Communications companies like Comcast are also taking the local fight to the statehouse and to Congress. Fourteen states, heavily lobbied, have passed restrictions that either encumber municipalities looking to get in the broadband game, or prohibit their involvement outright. Philadelphia, which is launching an ambitious project to cover its entire 135 square miles with cheap wireless access, barely snuck by a 2004 Pennsylvania law prohibiting cities and towns from offering the service without giving the local telephone company a first option. This year the industry is supporting legislation in five more states, and in Washington, D.C., negotiations have begun on a rewrite of the mammoth 1996 Telecommunications Act—another opportunity for lobbyists to push restrictions.

These laws are potent. “Thousands of communities that don’t have DSL won’t have the opportunity to provide for themselves,” says Ben Scott of the media advocacy group Free Press. “So rural and low-income Americans who find themselves on the wrong side of the digital divide today will have to continue to wait until corporate America gets good and ready to connect them.”
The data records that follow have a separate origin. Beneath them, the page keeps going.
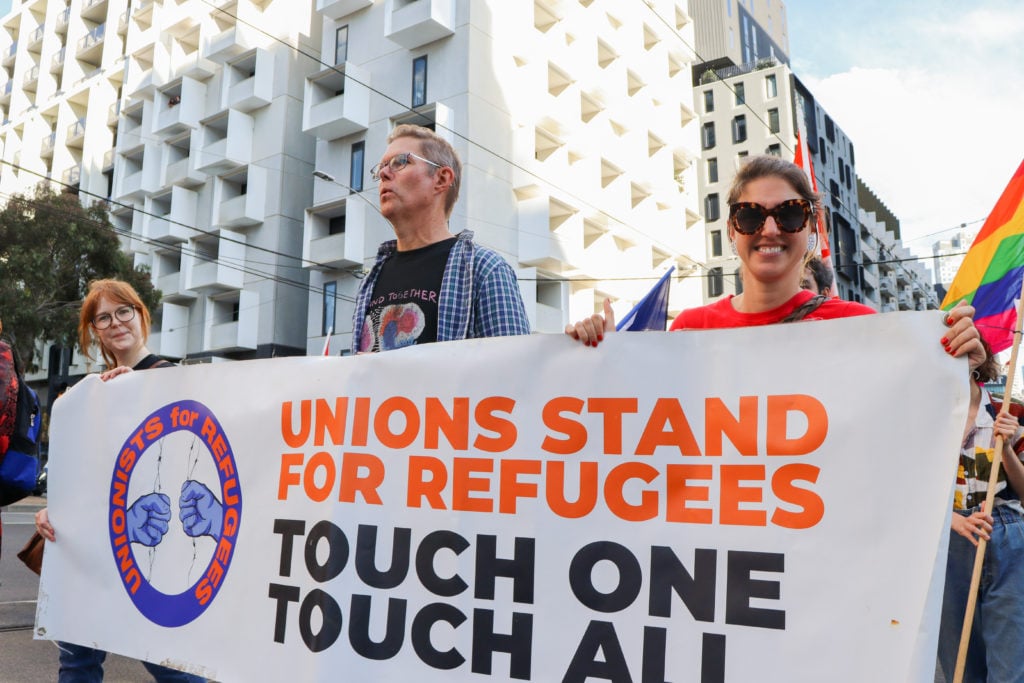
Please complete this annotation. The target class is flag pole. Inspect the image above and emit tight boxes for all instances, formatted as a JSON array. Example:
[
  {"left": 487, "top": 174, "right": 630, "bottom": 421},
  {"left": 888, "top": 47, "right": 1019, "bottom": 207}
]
[{"left": 953, "top": 281, "right": 1024, "bottom": 683}]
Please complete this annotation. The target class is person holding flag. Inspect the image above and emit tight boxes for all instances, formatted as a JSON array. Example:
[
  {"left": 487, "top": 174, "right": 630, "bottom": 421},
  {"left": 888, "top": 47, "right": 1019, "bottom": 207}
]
[
  {"left": 565, "top": 156, "right": 984, "bottom": 368},
  {"left": 938, "top": 158, "right": 1024, "bottom": 683},
  {"left": 938, "top": 342, "right": 1024, "bottom": 683}
]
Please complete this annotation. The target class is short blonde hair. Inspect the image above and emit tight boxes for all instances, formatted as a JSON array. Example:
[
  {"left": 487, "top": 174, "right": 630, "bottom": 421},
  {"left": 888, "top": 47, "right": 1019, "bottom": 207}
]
[{"left": 387, "top": 123, "right": 462, "bottom": 216}]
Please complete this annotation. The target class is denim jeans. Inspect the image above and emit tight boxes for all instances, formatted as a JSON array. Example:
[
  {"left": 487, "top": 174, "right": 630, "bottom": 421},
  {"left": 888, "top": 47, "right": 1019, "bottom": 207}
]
[
  {"left": 939, "top": 506, "right": 1024, "bottom": 683},
  {"left": 57, "top": 642, "right": 206, "bottom": 683}
]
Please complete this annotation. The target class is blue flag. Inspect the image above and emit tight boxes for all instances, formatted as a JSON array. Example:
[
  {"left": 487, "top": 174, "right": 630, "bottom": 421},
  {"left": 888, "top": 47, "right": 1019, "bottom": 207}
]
[{"left": 615, "top": 266, "right": 676, "bottom": 332}]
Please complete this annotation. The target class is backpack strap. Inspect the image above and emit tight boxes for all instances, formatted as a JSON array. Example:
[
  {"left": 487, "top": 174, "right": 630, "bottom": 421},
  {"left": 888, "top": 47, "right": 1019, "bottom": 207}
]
[{"left": 779, "top": 294, "right": 828, "bottom": 323}]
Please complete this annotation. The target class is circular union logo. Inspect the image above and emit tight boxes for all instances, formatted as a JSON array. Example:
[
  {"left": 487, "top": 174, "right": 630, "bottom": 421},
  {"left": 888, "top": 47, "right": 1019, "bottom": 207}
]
[{"left": 108, "top": 400, "right": 242, "bottom": 627}]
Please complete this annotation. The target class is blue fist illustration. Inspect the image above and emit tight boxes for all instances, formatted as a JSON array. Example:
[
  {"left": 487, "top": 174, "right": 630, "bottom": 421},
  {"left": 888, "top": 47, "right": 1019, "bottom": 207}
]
[
  {"left": 128, "top": 494, "right": 171, "bottom": 548},
  {"left": 178, "top": 479, "right": 224, "bottom": 540}
]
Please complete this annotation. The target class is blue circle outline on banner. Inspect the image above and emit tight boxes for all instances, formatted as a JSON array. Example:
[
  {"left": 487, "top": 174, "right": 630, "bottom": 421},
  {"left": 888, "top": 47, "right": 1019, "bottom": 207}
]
[{"left": 106, "top": 400, "right": 242, "bottom": 628}]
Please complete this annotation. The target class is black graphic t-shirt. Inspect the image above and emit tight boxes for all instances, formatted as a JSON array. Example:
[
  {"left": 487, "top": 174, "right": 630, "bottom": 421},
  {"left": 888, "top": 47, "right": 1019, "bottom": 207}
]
[{"left": 359, "top": 238, "right": 456, "bottom": 352}]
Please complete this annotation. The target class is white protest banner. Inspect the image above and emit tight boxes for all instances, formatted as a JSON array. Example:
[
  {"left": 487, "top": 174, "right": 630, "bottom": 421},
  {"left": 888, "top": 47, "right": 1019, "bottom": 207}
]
[{"left": 37, "top": 311, "right": 968, "bottom": 683}]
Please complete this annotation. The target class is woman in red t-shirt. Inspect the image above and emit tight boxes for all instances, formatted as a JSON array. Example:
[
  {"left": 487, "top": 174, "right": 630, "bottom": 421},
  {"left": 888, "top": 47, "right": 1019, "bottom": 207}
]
[{"left": 565, "top": 156, "right": 984, "bottom": 360}]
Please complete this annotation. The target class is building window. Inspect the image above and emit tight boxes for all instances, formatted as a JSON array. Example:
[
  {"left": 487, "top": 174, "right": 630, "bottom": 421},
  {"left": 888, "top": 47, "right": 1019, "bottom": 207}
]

Ultimately, in the Tri-Cities, Comcast and SBC defeated both referenda, winning between 53 and 60 percent of the vote. Nevertheless, many residents argue that the com- munity won in the end: Threatened by the specter of competition, both companies vastly expanded their broadband reach in the Tri-Cities, and citizens now have the access they wanted. “Just putting it on the ballot,” says Illinois Lt. Gov. Pat Quinn, “woke up these sleeping companies to the fact that the customers weren’t very happy.”

Yet, although residents did get their broadband, they got no control over it—over pricing, growth, or financing. And Comcast— with a near-monopoly on the area’s cable TV service—jacked up its basic cable rates after the referenda, for an increase of more than 30 percent since January 2003.

More than that, though, the companies quashed a promising experiment in civic life. And that has its own effects. “They spent a lot of money,” says Quinn, “trying to scare the daylights out of folks.”